Thursday, February 19, 2009
Civic Gets Detailed Look at Downzoning
Effort Intended to Retain Area’s Character
By Conor Greene
Years after volunteers went door-to-door to survey the neighborhood’s existing character their efforts are starting to pay off, as a new zoning plan might be approved by the end of the summer.
A detailed look at the plan to downzone portions of Maspeth, Middle Village and Glendale highlighted Juniper Park Civic Association’s meeting last Thursday in Our Lady of Hope. The rezoning, which has been underway for three years, is intended to preserve the neighborhoods’ character and prevent out-of-context development.
The plan could be certified by the Department of City Planning (DCP) as soon as April, meaning it would go to the City Council for final approval in late summer or early fall – which can’t come soon enough for residents who have watched as developers destroyed countless blocks with huge projects allowed under the existing zoning.
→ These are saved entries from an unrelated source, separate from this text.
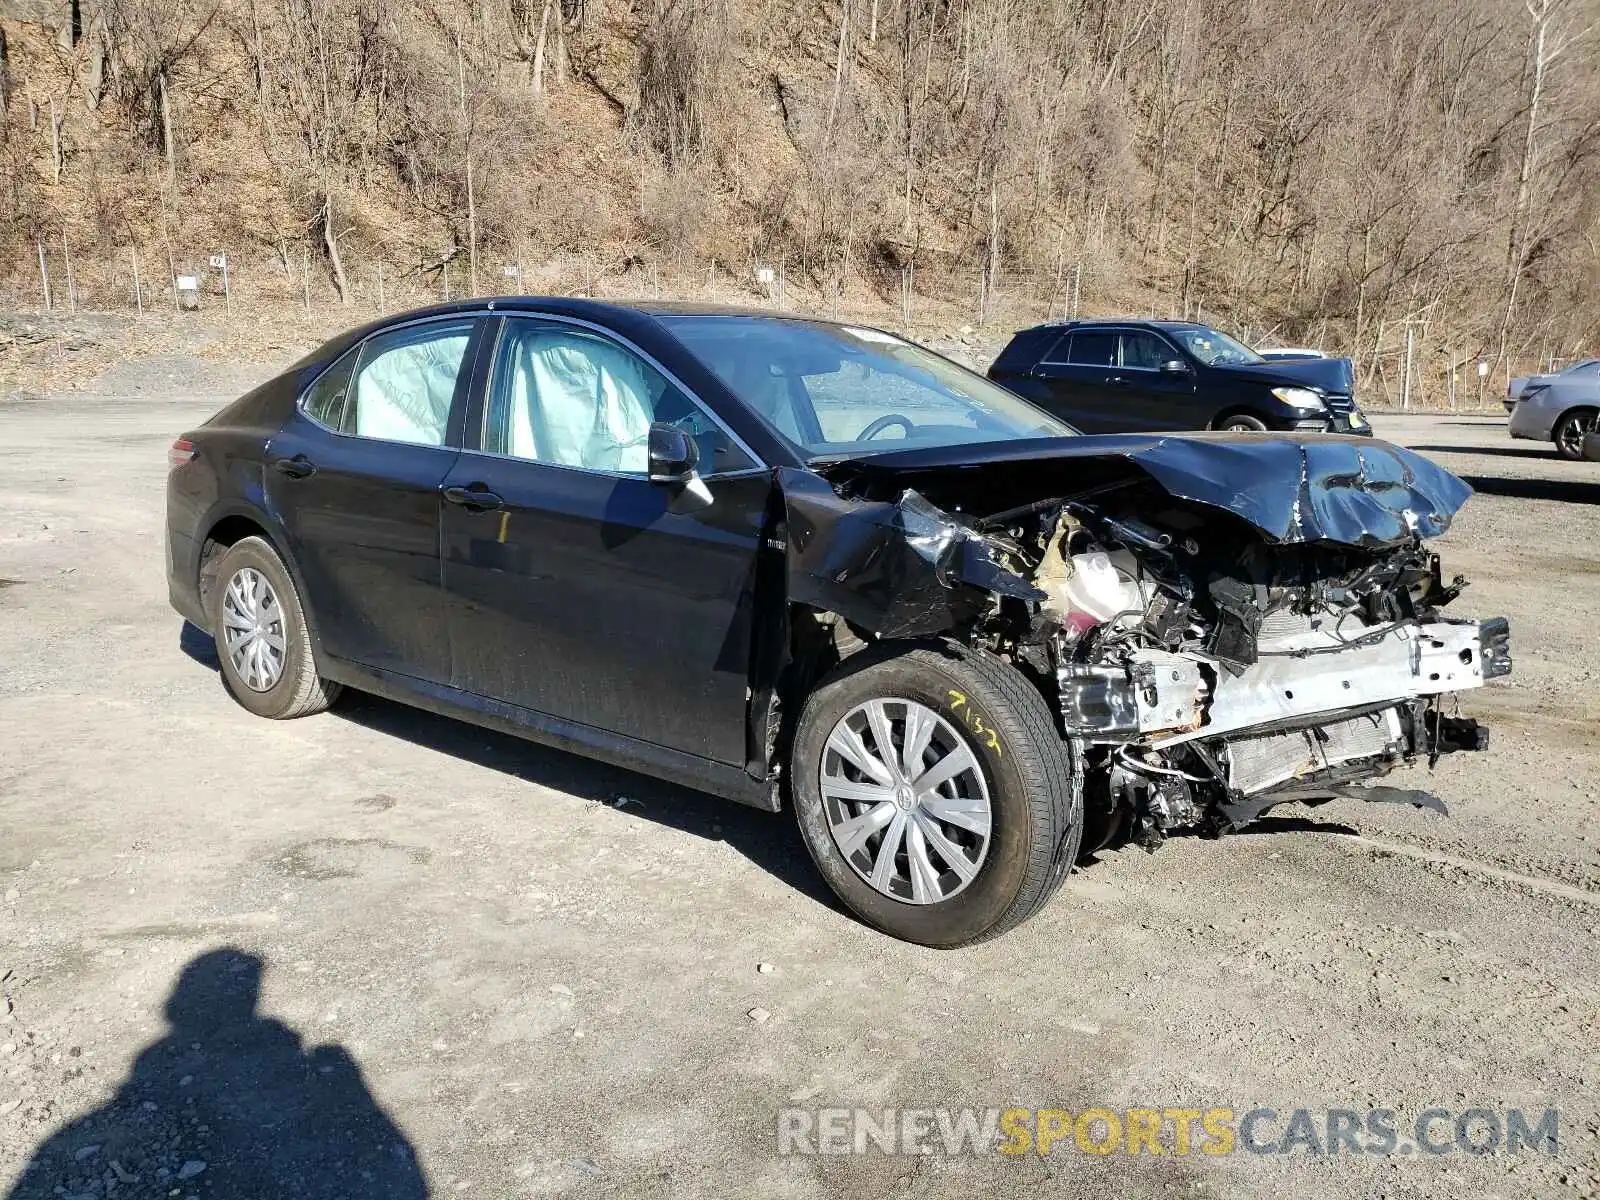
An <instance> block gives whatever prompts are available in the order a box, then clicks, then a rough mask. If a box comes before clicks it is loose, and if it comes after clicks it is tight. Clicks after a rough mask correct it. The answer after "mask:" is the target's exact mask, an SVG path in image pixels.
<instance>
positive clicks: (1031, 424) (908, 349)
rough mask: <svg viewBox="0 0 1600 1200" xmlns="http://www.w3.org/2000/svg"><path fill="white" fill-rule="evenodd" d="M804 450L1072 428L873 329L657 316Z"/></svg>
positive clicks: (722, 315)
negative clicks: (662, 316)
mask: <svg viewBox="0 0 1600 1200" xmlns="http://www.w3.org/2000/svg"><path fill="white" fill-rule="evenodd" d="M661 323H662V325H666V326H667V328H669V330H672V333H674V334H675V336H677V339H678V341H680V342H683V346H686V347H688V350H690V352H691V354H693V355H694V357H696V358H699V360H701V362H702V363H704V365H706V366H707V368H710V370H712V373H715V374H717V378H718V379H722V381H723V382H725V384H726V386H728V389H730V390H733V392H734V395H738V397H739V398H741V400H742V402H744V403H746V405H749V406H750V408H752V410H754V411H755V413H757V416H760V418H762V419H765V421H766V424H770V426H771V427H773V429H774V430H778V432H779V434H781V435H782V437H784V438H787V440H789V442H792V443H794V445H795V446H797V448H800V451H802V453H805V454H806V456H850V454H866V453H875V451H885V450H906V448H909V446H955V445H965V443H970V442H1003V440H1008V438H1018V437H1064V435H1069V434H1075V432H1077V430H1075V429H1072V426H1067V424H1064V422H1061V421H1058V419H1056V418H1053V416H1050V414H1048V413H1045V411H1043V410H1038V408H1034V406H1032V405H1030V403H1027V402H1026V400H1022V398H1021V397H1018V395H1014V394H1011V392H1008V390H1005V389H1003V387H1000V386H998V384H992V382H989V381H987V379H984V378H982V376H981V374H974V373H973V371H968V370H965V368H962V366H957V365H955V363H952V362H949V360H946V358H941V357H939V355H936V354H933V352H931V350H923V349H922V347H920V346H912V344H910V342H907V341H902V339H899V338H896V336H893V334H888V333H882V331H880V330H867V328H858V326H850V325H829V323H824V322H806V320H787V318H781V317H723V315H693V317H661Z"/></svg>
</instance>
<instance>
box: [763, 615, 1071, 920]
mask: <svg viewBox="0 0 1600 1200" xmlns="http://www.w3.org/2000/svg"><path fill="white" fill-rule="evenodd" d="M790 765H792V778H794V803H795V813H797V818H798V821H800V830H802V834H803V837H805V842H806V848H808V850H810V851H811V858H813V859H814V861H816V866H818V869H819V870H821V872H822V875H824V877H826V878H827V882H829V885H830V886H832V888H834V891H835V893H837V894H838V898H840V899H842V901H843V902H845V904H846V906H848V907H850V909H851V912H854V914H856V915H858V917H861V918H862V920H866V922H867V923H870V925H874V926H877V928H880V930H883V931H885V933H890V934H894V936H896V938H904V939H906V941H914V942H920V944H923V946H941V947H947V946H963V944H966V942H976V941H984V939H987V938H995V936H998V934H1002V933H1005V931H1006V930H1011V928H1014V926H1016V925H1021V923H1022V922H1024V920H1027V918H1029V917H1032V915H1034V914H1035V912H1038V910H1040V909H1042V907H1045V902H1046V901H1048V899H1050V898H1051V894H1054V891H1056V890H1058V888H1059V886H1061V883H1062V880H1064V878H1066V875H1067V870H1069V867H1070V866H1072V861H1074V859H1075V858H1077V851H1078V838H1080V835H1082V824H1083V822H1082V792H1080V787H1078V779H1077V776H1075V765H1074V760H1072V752H1070V747H1069V746H1067V742H1064V741H1062V738H1061V734H1059V733H1058V731H1056V726H1054V722H1053V718H1051V715H1050V710H1048V707H1046V706H1045V701H1043V698H1042V696H1040V694H1038V691H1037V690H1035V688H1034V686H1032V685H1030V683H1029V682H1027V680H1026V678H1024V677H1022V675H1021V674H1019V672H1018V670H1014V669H1013V667H1010V666H1006V664H1003V662H1000V661H998V659H995V658H992V656H989V654H982V653H978V651H968V650H955V648H931V646H925V648H914V650H901V651H898V653H880V654H874V653H870V651H867V653H862V654H859V656H856V658H851V659H850V661H848V662H846V664H845V666H842V667H840V669H838V670H837V672H835V674H834V675H832V677H830V678H827V680H824V682H822V685H821V686H818V690H816V691H814V693H813V694H811V698H810V699H808V701H806V706H805V710H803V712H802V715H800V722H798V726H797V730H795V742H794V755H792V763H790Z"/></svg>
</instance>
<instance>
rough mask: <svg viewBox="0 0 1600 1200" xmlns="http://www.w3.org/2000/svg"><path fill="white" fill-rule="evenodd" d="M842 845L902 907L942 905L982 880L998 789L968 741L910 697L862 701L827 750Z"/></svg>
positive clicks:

“Hopefully we will have our neighborhood back from these developers who build big homes,” said JPCA President Robert Holden, who has taken the city to task over the past few years as the downzoning effort languished in the DCP. “We’ve been waiting for three long years.”
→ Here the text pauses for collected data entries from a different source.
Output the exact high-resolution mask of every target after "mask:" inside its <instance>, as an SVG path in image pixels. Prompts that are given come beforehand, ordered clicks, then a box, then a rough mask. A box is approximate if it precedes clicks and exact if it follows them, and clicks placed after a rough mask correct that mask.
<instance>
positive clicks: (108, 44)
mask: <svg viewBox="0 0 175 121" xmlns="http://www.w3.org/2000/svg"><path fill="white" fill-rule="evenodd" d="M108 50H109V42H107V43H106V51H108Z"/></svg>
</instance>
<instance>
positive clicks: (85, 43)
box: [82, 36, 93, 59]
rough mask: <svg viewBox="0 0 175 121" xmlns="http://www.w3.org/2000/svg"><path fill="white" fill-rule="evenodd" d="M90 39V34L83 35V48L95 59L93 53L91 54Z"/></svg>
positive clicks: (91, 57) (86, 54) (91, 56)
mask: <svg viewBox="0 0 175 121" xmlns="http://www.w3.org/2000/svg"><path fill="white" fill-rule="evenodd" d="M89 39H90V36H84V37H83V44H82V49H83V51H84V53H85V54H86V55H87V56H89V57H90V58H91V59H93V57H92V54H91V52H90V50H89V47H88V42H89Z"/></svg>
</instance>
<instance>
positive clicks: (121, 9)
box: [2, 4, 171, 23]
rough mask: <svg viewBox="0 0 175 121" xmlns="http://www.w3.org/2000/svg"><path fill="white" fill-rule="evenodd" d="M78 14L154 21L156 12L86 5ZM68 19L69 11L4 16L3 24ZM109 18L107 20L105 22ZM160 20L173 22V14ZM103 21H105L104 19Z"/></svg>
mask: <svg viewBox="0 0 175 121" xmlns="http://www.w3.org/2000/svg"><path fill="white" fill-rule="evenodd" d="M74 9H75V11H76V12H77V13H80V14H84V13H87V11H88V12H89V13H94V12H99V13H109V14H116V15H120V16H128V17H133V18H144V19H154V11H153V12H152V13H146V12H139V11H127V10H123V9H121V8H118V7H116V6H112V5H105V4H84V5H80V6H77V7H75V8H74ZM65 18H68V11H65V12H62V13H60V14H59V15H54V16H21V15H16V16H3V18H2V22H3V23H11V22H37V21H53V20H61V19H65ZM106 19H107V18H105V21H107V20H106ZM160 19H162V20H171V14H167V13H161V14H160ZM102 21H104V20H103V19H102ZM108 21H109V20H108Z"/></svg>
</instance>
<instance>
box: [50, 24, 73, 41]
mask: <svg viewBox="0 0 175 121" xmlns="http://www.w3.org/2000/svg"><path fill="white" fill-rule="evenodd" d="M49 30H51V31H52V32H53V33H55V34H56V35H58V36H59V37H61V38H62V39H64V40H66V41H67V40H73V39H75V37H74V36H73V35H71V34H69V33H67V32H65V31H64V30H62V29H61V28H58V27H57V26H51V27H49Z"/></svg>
City Planning representative Tom Smith walked the roomful of residents and officials through the plan, which covers more than 300 blocks within the three neighborhoods. He explained that the majority of the current R-4 zoning “really allows for a full variety” of housing styles, including one, two and three family units and apartment buildings as tall as four stories.
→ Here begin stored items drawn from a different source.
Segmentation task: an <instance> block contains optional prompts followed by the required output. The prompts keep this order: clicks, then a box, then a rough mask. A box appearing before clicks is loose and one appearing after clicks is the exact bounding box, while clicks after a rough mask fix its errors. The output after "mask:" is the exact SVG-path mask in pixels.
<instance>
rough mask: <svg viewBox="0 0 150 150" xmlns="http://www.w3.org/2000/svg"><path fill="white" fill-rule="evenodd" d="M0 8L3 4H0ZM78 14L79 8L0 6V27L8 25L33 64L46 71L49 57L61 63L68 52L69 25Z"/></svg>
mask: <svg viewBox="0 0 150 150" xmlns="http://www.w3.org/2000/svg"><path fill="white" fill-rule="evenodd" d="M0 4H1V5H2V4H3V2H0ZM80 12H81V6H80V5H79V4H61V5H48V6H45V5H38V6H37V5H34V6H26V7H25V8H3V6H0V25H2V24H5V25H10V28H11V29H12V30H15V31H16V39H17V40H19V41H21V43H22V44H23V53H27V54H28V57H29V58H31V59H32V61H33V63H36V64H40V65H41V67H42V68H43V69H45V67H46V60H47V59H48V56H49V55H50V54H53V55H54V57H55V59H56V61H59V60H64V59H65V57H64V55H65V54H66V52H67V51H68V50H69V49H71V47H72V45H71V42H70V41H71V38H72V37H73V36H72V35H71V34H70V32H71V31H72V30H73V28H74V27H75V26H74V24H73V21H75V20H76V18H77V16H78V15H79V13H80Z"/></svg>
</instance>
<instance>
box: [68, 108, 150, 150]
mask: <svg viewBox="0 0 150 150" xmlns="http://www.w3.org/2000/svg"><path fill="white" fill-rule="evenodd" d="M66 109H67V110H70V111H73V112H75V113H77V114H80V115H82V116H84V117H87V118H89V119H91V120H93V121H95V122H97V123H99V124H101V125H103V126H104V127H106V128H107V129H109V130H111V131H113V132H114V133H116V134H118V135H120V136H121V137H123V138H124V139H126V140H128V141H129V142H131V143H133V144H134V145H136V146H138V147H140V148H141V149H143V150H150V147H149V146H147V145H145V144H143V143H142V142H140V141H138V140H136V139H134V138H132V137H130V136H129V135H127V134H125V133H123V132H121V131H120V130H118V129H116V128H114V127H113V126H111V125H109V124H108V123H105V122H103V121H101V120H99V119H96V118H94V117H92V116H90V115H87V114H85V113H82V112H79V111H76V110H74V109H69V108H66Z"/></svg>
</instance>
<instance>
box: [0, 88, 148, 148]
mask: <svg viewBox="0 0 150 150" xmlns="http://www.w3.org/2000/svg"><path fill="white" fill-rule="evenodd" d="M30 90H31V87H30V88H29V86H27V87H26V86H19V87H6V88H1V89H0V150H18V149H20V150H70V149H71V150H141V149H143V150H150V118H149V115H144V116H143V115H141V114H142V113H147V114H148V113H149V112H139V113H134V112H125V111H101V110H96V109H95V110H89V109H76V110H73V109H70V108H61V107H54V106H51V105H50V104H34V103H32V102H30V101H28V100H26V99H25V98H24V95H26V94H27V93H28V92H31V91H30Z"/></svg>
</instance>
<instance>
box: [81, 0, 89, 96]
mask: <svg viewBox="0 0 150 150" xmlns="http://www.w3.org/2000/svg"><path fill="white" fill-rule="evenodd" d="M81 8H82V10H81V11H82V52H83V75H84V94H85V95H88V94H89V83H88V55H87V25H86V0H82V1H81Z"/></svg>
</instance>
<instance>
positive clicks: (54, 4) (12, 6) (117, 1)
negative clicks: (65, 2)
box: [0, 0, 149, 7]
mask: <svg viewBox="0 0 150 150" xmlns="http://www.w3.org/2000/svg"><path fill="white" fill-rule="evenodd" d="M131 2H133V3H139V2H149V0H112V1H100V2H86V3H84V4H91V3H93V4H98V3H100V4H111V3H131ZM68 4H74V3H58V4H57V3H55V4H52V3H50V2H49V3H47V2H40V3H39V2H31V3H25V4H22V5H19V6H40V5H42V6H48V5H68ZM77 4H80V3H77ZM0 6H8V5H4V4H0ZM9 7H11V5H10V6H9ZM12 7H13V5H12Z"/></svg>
“The problem is it doesn’t necessarily match up with the existing character,” said Smith. In addition, the R-4 zoning is susceptible to “infill” projects, which allows development of greater density on land surrounded by previously developed parcels. “We went lot by lot, block by block… to really match [the new zoning] to what the building character is.”
The result in the majority of the study area is zoning that allows for one-and-two-family homes as tall as three-stories, according to Smith. The densest type of development would be in R5D districts along Myrtle Avenue and Woodhaven Boulevard allowing three-and four-story buildings with first-floor retail space.
However, about 40 blocks that were included in the study area will not be rezoned under the current plan, said Smith. He said the “vast majority are row homes” in areas that “don’t fit into contextual zones.” Smith described these areas as “stable with very little development.” Since they are already built out, “it wouldn’t make any sense to add to these buildings or to take them down,” said Smith.
Still, Paul Graziano, a certified urban planner who assisted the JPCA with the downzoning effort, said he is concerned that such large swaths of the neighborhood are remaining R-4, which leaves them vulnerable to infill development.
“When you get areas that are rezoning, but have areas that are not rezoned, a lot of the development pressure goes there, even if it is not happening now,” he said in response to Smith’s assertion that the areas left untouched have not been targeted by developers in recent years.
Holden blamed infill development on many of the cases where developers replace a one-family home with a three-family building. “That’s what destroys our neighborhood – no parking, congestion,” he said. “The developers are controlling what’s going on here. We’re going to take this, but we’re going to fight [against] infill.”
Councilwoman Elizabeth Crowley (D-Glendale) vowed to push the project forward and noted that the environmental review process, which takes about six weeks, is underway. “It really affects our quality of life day to day,” said Crowley. “It protects a lot of blocks.”
According to DCP, zoning for the area has remained unchanged since 1961 and this effort comes at the request of the community after portions of Middle Village and Glendale were rezoned in 2006. “The Department of City Planning’s blueprint for the area is intended to respect and reinforce the existing build character,” said a spokeswoman in a statement. “Last week’s meeting was an opportunity for the Department to share our draft proposal and build a consensus.”